Его руки сжали мою грудь чуть сильнее, а потом одна из них приподняла подол платья и, скользнув по ноге, устремилась к самой чувствительной точке моего тела… Я непроизвольно выгнулась у него в руках и повернула голову, инстинктивно ища поцелуя. Альдар упал в кресло, рывком усадил меня себе на колени лицом к лицу и припал губами к моим губам. Когда же моя рука сжала горячий шелковистый мужской член, наверно, это и было счастьем – то, что я почувствовала, сама не зная, чего хочу больше – поцеловать его или ощутить внутри. А потом в меня проникли длинные изящные пальцы – которые лишь в первый момент ощущались как пальцы…
…Владыка альфаров увлеченно расчесывал мои волосы, когда открылась дверь, и вошел Амор. И, по-моему, Альдар их не просто так расчесывал – они выглядели настолько здоровыми и блестящими, когда я в следующий раз посмотрела в зеркало, что у нас на Земле вполне можно было сделать состояние на рекламе шампуня.
При виде Амора Альдар ухмыльнулся и подмигнул мне:
– А наш-то Амор, похоже, растет над собой – если не ошибаюсь, это уже второй раз, когда я не услышал от него из-за двери: «Альдар, я здесь».
Честно говоря, я в ступор впала. Потому что этот невозможный, этот неповторимый альфар – совершенно точно не видел фильма «Операция Ы и другие приключения Шурика»…
Амор выглядел каким-то… ошарашенным. И заметила это не только я.
– Амор… что у тебя с лицом? – нахмурил идеальные брови Владыка.
Тот бросил на Альдара какой-то диковатый взгляд:
– Как бы тебе сказать… Вот представь себе: стою, разговариваю с Мудрейшим, рассказываю ему о нашей поездке в Дармиру, и вдруг… на меня начинает накатывать какое-то непонятное, необъяснимое возбуждение…
Альдар наклонил голову, пряча улыбку:
– И что?
– А ничего! Видел бы ты выражение лица своего отца в тот момент, когда у меня случилась Отдача… Вот что он обо мне подумал, а?
Владыка альфаров крепился из последних сил, но, в конце концов, не выдержал – запрокинул голову и захохотал.

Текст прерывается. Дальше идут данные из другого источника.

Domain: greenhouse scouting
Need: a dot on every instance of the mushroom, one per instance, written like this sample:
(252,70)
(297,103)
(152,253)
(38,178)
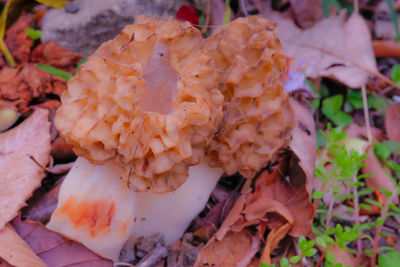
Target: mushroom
(156,116)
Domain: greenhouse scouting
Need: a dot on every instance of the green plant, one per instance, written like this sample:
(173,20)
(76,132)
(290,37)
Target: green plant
(393,17)
(34,34)
(56,72)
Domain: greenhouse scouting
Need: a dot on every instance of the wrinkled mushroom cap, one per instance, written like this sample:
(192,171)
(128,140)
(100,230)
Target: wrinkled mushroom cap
(257,113)
(146,100)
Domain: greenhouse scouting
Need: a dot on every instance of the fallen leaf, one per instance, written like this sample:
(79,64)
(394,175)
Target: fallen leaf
(55,250)
(41,210)
(20,175)
(304,143)
(16,251)
(392,122)
(236,249)
(56,56)
(349,39)
(17,41)
(276,235)
(306,12)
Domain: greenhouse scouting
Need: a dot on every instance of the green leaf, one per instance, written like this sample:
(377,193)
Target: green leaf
(295,259)
(390,259)
(34,34)
(54,71)
(317,194)
(320,242)
(310,252)
(355,99)
(393,17)
(53,3)
(3,47)
(382,151)
(264,264)
(341,119)
(395,73)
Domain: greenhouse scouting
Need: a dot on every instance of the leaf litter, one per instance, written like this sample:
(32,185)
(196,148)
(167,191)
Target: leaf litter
(240,228)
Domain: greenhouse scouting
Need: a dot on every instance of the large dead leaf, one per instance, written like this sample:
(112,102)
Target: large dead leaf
(55,250)
(16,251)
(392,122)
(20,176)
(281,200)
(236,249)
(349,39)
(306,12)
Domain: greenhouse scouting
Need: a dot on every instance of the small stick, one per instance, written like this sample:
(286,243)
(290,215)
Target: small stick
(366,114)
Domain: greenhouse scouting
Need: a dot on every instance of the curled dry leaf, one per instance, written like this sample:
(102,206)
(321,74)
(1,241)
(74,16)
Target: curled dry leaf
(236,249)
(392,122)
(349,39)
(16,251)
(17,41)
(55,250)
(20,175)
(281,200)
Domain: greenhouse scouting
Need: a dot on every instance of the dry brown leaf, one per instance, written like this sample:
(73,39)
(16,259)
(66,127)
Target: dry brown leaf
(17,41)
(57,56)
(16,251)
(276,235)
(349,39)
(236,249)
(55,250)
(27,82)
(20,175)
(304,143)
(284,194)
(392,122)
(306,12)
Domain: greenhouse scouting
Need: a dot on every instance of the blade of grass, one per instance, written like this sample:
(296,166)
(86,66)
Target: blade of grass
(54,71)
(3,47)
(393,16)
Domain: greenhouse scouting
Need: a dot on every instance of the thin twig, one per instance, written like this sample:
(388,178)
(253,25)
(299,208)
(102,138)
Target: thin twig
(355,4)
(366,113)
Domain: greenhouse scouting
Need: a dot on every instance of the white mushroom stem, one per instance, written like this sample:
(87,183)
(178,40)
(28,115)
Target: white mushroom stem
(96,208)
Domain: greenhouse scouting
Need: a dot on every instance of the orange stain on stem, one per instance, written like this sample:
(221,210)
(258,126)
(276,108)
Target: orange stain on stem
(92,217)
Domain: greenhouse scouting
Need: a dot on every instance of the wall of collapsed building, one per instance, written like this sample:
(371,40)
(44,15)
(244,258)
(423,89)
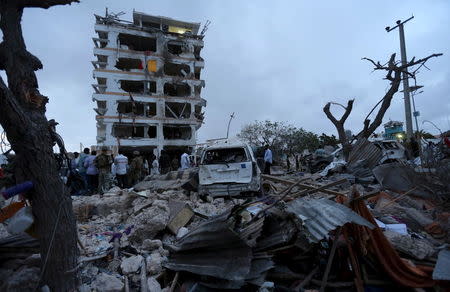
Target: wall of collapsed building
(148,83)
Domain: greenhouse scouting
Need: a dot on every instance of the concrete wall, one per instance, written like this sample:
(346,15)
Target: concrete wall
(107,52)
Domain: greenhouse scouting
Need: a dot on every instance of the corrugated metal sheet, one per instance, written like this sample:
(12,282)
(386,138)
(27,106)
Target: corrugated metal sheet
(365,150)
(442,269)
(320,216)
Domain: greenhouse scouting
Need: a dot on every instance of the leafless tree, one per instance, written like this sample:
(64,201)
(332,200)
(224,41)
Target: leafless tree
(394,75)
(22,116)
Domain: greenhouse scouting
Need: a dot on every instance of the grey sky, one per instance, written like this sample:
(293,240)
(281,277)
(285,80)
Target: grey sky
(279,60)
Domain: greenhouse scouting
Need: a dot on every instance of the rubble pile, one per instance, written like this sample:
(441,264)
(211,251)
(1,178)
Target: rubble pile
(308,231)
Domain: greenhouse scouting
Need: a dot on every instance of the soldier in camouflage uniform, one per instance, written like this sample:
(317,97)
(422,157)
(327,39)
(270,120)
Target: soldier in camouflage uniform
(136,168)
(103,163)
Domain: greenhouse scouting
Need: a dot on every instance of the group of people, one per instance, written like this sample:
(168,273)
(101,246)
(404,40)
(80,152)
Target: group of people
(99,170)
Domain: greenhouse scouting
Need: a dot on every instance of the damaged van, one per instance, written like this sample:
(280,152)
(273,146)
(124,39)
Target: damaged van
(228,169)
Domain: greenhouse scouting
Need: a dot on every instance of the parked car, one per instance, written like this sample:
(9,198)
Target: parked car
(229,169)
(392,151)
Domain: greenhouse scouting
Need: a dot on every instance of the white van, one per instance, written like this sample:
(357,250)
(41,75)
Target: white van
(228,169)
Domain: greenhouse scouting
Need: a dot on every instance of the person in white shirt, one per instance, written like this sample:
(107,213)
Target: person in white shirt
(121,169)
(184,161)
(267,159)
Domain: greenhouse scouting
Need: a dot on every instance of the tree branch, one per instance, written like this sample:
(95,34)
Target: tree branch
(44,3)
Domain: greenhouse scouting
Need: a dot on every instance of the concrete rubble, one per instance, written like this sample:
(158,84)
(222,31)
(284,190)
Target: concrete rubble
(161,236)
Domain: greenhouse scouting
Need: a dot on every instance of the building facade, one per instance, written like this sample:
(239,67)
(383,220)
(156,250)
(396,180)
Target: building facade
(148,85)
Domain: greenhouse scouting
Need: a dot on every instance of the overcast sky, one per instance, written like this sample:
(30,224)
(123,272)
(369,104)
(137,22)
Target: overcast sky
(277,60)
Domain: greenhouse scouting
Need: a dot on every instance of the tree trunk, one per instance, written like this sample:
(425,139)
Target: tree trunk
(22,115)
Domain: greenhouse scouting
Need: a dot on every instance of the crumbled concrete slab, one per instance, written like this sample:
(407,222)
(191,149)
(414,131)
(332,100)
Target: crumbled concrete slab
(107,283)
(149,244)
(131,264)
(25,279)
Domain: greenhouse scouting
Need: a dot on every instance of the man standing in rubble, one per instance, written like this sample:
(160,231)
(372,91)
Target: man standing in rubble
(136,168)
(103,163)
(121,166)
(267,159)
(164,162)
(184,161)
(91,172)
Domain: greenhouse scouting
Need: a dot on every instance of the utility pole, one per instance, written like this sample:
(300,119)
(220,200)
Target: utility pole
(229,122)
(408,118)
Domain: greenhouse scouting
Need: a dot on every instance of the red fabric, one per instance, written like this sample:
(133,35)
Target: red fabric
(401,271)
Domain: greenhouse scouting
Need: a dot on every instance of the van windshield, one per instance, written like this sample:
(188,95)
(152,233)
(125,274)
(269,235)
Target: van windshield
(225,155)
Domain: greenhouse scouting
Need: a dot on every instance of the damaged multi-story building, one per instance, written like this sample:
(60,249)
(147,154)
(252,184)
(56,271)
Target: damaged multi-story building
(148,83)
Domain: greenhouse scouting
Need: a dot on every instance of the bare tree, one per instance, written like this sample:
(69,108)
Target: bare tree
(339,124)
(22,116)
(394,75)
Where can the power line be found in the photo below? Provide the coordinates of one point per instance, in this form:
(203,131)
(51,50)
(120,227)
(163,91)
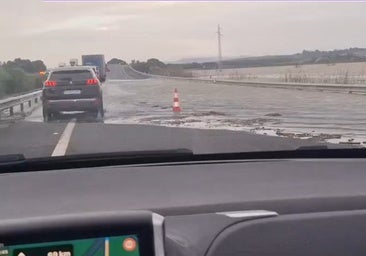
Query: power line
(219,35)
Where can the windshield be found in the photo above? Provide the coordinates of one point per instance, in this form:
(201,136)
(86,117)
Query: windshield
(211,77)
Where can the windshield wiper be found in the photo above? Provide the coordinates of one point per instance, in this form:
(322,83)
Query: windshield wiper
(175,156)
(18,163)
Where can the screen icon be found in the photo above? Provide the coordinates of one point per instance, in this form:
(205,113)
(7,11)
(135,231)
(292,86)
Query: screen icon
(129,244)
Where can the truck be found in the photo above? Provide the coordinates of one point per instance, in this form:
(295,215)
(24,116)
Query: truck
(74,62)
(97,60)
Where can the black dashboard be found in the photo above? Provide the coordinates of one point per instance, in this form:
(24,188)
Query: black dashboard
(253,207)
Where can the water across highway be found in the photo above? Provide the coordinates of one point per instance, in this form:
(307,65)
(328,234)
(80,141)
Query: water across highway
(138,116)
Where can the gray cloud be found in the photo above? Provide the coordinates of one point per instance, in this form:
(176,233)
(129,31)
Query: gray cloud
(56,32)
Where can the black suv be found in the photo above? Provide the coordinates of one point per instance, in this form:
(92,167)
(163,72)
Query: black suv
(72,89)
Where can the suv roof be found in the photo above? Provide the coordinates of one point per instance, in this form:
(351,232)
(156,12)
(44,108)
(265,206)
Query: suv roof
(72,68)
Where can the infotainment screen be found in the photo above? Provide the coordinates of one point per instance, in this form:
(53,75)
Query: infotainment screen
(132,233)
(101,246)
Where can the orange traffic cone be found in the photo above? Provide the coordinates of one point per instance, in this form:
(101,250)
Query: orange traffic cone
(176,106)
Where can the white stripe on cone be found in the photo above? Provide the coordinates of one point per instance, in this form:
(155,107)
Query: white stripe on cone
(176,106)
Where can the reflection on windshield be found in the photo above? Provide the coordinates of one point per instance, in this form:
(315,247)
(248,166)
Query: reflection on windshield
(244,84)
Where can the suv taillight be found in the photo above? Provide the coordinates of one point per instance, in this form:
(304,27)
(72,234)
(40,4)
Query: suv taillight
(50,83)
(92,81)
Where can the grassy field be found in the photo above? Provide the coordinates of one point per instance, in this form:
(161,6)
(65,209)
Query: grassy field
(340,73)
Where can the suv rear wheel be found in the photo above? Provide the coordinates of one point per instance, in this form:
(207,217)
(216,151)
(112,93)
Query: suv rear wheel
(47,116)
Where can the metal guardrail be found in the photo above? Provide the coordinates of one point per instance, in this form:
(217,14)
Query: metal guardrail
(32,98)
(349,88)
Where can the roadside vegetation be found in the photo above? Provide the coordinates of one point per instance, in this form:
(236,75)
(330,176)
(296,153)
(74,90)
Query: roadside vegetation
(20,76)
(157,67)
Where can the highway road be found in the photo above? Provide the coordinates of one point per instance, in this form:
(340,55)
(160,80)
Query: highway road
(215,118)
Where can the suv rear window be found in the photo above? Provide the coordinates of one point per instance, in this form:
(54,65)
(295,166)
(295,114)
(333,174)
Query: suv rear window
(71,75)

Поистине, самая заразительная вещь во вселенной – это радость. Не прошло и минуты, как мы хохотали до слез – все трое.
Глава 13 Батог Погонщика.
Погонщик Ветров, Собиратель Дождей, Хозяин Великих Долин, Маруз, сын Нарзука, развалившись на мягких подушках в своих покоях, рассеянно курил шаксу (смесь трав, содержащих вещества, вызывающие галлюцинации эротического характера). И не нужно было быть прорицателем, чтобы узнать, о чем думает хан. Об этом знали не только аруки из его ближайшего окружения – об этом знала вся страна. В такие моменты мысли повелителя были лишь об одном – об Альдаре. Об Альдаре Лучезарном, недостижимом Владыке альфаров, увидев которого он раз и навсегда лишился покоя, достоинства и рассудка. Те, кто присутствовал, в свое время, при этом знаковом событии, в глубине души очень хорошо понимали хана, все же остальные искренне недоумевали – ну, как можно до такой степени потерять голову из-за лица в маске?

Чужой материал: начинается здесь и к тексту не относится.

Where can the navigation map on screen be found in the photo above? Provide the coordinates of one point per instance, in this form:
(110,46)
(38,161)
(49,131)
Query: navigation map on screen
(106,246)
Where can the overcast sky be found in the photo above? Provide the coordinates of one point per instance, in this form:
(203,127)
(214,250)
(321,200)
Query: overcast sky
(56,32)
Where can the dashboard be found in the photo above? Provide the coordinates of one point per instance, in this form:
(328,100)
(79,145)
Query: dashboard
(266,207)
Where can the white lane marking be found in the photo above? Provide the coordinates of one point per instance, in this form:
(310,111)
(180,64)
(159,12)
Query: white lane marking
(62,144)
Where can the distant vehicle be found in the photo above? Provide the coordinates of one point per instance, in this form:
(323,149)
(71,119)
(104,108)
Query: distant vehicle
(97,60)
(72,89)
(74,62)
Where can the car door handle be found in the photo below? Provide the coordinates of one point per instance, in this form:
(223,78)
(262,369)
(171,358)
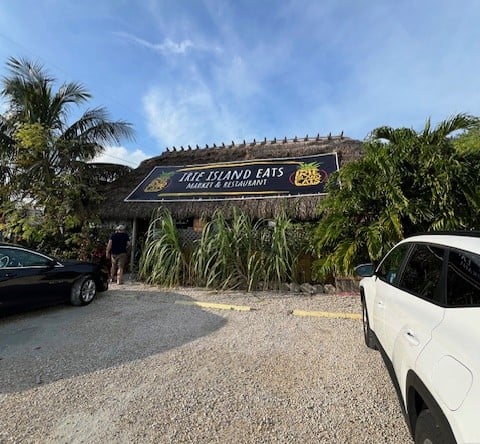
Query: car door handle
(10,274)
(411,338)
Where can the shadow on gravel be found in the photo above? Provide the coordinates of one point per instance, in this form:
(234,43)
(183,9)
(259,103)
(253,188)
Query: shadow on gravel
(46,345)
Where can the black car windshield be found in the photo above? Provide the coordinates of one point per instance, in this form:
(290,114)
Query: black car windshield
(17,257)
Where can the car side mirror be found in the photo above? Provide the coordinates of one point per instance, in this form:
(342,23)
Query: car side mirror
(51,263)
(365,270)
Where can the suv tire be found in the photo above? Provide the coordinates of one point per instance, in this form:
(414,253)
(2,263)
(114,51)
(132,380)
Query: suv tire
(427,431)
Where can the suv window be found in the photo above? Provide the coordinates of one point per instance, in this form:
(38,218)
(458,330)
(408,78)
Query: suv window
(422,272)
(390,266)
(463,279)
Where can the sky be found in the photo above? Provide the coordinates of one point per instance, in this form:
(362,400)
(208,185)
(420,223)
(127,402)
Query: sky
(199,72)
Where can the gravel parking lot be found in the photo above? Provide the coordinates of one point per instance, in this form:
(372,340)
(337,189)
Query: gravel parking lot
(137,366)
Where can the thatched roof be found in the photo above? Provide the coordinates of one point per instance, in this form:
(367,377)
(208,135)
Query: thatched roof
(302,208)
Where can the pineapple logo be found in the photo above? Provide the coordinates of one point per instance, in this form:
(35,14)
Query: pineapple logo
(159,183)
(307,175)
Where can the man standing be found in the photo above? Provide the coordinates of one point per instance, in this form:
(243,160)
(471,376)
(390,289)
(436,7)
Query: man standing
(117,249)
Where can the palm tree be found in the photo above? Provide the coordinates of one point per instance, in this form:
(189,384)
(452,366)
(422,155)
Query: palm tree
(46,155)
(406,182)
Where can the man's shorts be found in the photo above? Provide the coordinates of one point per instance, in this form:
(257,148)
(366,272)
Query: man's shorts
(119,260)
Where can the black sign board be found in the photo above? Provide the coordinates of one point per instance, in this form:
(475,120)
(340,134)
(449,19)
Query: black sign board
(253,179)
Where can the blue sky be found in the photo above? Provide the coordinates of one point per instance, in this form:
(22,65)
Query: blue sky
(210,71)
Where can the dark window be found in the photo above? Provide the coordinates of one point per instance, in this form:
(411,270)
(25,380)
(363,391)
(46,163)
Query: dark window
(390,266)
(463,279)
(421,275)
(14,258)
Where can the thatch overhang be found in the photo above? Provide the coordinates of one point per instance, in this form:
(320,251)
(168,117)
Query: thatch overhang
(301,208)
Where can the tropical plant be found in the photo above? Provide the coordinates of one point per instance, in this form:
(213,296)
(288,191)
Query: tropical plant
(406,182)
(163,260)
(44,157)
(224,257)
(234,253)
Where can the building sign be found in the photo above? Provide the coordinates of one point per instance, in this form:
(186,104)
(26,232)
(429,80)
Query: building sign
(253,179)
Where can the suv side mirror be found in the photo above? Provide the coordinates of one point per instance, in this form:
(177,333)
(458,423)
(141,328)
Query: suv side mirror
(365,270)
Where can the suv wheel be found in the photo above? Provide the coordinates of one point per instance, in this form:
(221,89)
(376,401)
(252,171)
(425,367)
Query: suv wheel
(427,431)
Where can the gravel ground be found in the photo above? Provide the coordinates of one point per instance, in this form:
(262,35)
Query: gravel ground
(135,366)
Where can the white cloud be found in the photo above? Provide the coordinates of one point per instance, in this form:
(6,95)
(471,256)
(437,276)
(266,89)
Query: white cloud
(121,155)
(188,116)
(166,47)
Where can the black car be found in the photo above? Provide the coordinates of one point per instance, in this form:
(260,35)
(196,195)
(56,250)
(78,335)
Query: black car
(30,279)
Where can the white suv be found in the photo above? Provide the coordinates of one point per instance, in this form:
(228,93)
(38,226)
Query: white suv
(421,309)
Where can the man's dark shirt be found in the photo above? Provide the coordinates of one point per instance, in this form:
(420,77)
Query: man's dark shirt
(119,242)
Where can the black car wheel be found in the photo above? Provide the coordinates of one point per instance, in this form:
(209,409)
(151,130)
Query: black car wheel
(427,431)
(367,332)
(83,291)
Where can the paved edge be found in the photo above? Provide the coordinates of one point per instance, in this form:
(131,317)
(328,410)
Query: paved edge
(213,305)
(326,314)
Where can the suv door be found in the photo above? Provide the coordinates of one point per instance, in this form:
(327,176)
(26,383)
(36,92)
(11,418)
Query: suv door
(413,310)
(387,277)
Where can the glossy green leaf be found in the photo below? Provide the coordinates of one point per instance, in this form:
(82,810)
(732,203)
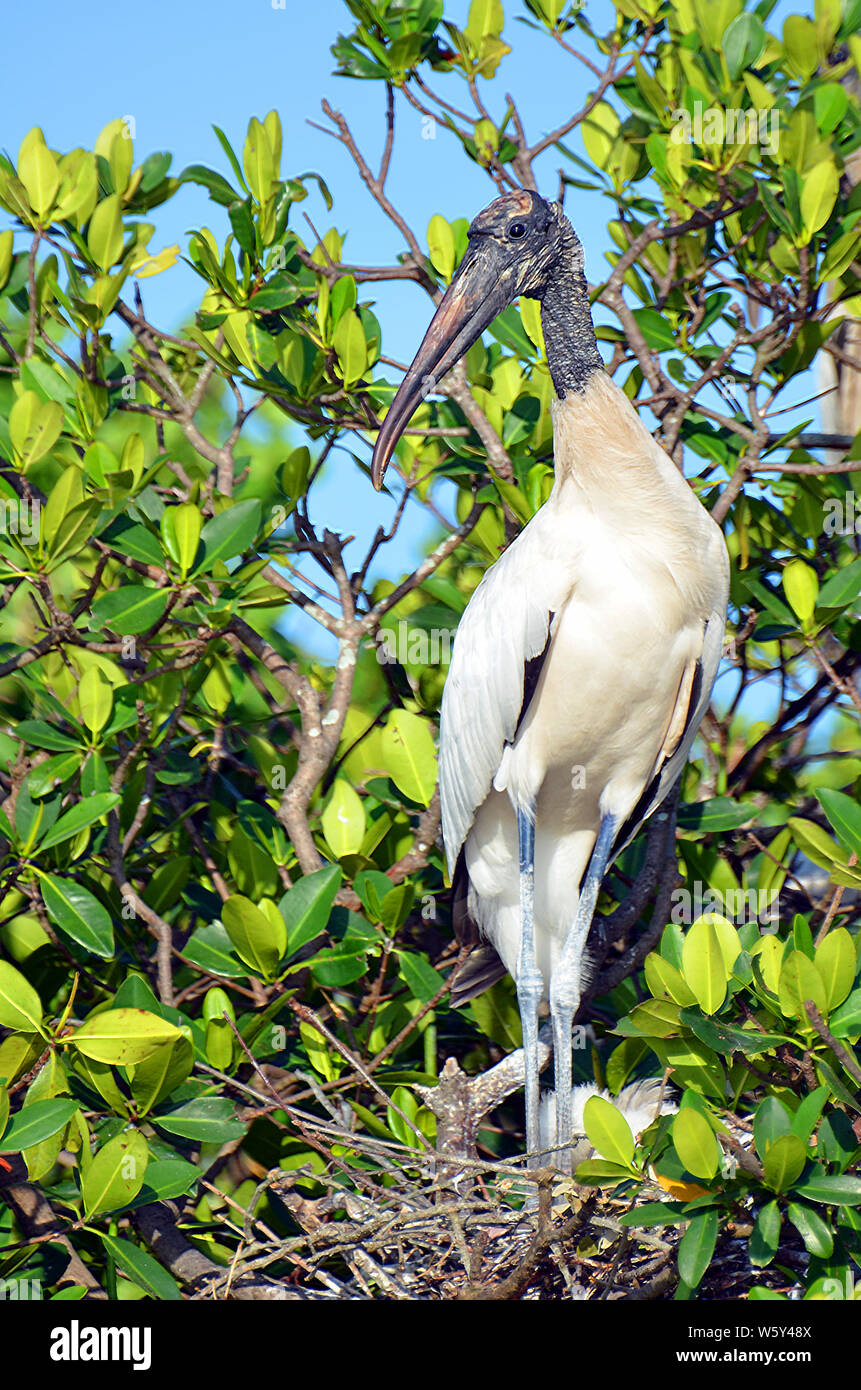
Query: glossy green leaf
(409,754)
(116,1175)
(78,913)
(36,1122)
(608,1132)
(696,1143)
(258,940)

Точно так же, ни для кого не было секретом, почему именно Зураш, на протяжении последних пяти лет, чаще других делил с ханом ложе. Дело в том, что у Зураша были необычайно редкого для арука цвета глаза. Нет, не цвета Великого Океана – всего лишь голубые. Но Марузу этого оказалось достаточно, чтобы в клубах дыма шаксы Зураш виделся ему вожделенным альфаром. Кроме того, перед каждым посещением повелителя тело фаворита натирали специальной мазью, из-за чего кожа на какое-то время становилась практически белой, а еще для него изготовили специальный парик из разноцветных волос хайгаков – так, что Марузу было не трудно вообразить на месте этого выродка своего ненаглядного Альдара.

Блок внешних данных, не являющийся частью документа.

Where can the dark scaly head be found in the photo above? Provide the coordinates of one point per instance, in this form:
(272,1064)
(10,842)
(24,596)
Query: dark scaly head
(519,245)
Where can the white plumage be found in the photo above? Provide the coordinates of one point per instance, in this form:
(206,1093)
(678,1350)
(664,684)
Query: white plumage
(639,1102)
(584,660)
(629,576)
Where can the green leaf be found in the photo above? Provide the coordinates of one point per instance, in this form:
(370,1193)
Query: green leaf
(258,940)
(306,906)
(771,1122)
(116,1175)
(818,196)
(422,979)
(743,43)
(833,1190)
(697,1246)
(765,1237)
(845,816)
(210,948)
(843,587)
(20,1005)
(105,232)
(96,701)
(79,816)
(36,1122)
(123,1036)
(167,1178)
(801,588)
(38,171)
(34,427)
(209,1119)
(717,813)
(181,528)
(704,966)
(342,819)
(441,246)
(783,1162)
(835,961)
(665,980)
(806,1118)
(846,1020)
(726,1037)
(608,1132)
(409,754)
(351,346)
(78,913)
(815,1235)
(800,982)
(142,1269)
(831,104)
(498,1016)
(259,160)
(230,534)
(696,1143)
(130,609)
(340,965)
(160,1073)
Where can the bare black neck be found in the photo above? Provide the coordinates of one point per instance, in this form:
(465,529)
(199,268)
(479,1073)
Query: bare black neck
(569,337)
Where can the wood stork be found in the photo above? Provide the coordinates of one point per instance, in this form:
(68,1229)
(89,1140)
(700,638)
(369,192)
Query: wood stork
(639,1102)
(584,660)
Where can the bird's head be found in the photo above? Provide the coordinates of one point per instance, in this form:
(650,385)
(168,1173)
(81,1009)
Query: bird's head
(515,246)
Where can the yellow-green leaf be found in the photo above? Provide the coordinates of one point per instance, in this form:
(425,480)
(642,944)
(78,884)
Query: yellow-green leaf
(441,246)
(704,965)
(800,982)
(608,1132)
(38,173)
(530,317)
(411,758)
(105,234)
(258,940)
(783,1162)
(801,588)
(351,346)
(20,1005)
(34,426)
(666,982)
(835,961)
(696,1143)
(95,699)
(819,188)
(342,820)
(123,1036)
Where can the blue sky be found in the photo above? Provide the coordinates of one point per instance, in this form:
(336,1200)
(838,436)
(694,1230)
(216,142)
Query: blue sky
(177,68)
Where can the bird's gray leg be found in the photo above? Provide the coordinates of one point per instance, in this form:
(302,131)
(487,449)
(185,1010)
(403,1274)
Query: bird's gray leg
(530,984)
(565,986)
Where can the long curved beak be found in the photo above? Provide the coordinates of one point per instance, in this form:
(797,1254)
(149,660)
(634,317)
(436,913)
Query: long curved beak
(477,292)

Да, за исключением Маруза – Зураш не нравился никому. И дело не в том, что фавориту завидовали или хотели оказаться на его месте, тем более что филейная часть повелителя, при всех прочих достоинствах, таким уж привлекательным местом окружающим не казалась. Им казалось другое – что живая игрушка хана из-за своей позиции сверху в постельных игрищах с ним, мнит себя выше хозяина – выше всех.
Надо отдать Марузу должное – фаворит не правил вместо него страной, а когда однажды попытался влезть в дела, которые его не касаются, хан очень быстро и жестко поставил Зураша на место. Маруз вовсе не был мягкотелым, по сути, кроме страсти к Альдару – слабостей у Погонщика Ветров не было. Да и откуда им взяться, слабостям, учитывая, каким образом становились ханами в Арукарии?
Чтобы стать ханом мало было родиться сыном хана. Нужно было еще пройти целый ряд испытаний, которым подвергались все без исключения ханские сыновья. Старейшины Великих Долин проверяли потенциального наследника на сообразительность, силу воли, храбрость, способность быстро принимать решения в критических ситуациях и вести за собой других. И до самого последнего момента никто из ханских сыновей не знал, кому именно предстоит сменить на этом посту отца – старший сын, кстати, становился следующим ханом далеко не всегда. Подобный подход в определении наследника автоматически исключал какую-либо борьбу за власть между претендентами на нее. Надо сказать, что хан был единственным мужчиной в стране, которому позволялось иметь трех жен. Поскольку женщин у аруков рождалось едва ли не вдвое меньше, чем мужчин, в Арукарии имела место полиандрия. Как правило, братья брали в жены одну женщину. Одной же из основных обязанностей хана было – произвести на свет как можно больше детей.
Аруки, к слову сказать, созревали гораздо раньше не только альфаров, но даже и людей – примерно в десятилетнем возрасте. Правда, и жили они намного меньше. Сто лет – это был верхний предел продолжительности их жизни.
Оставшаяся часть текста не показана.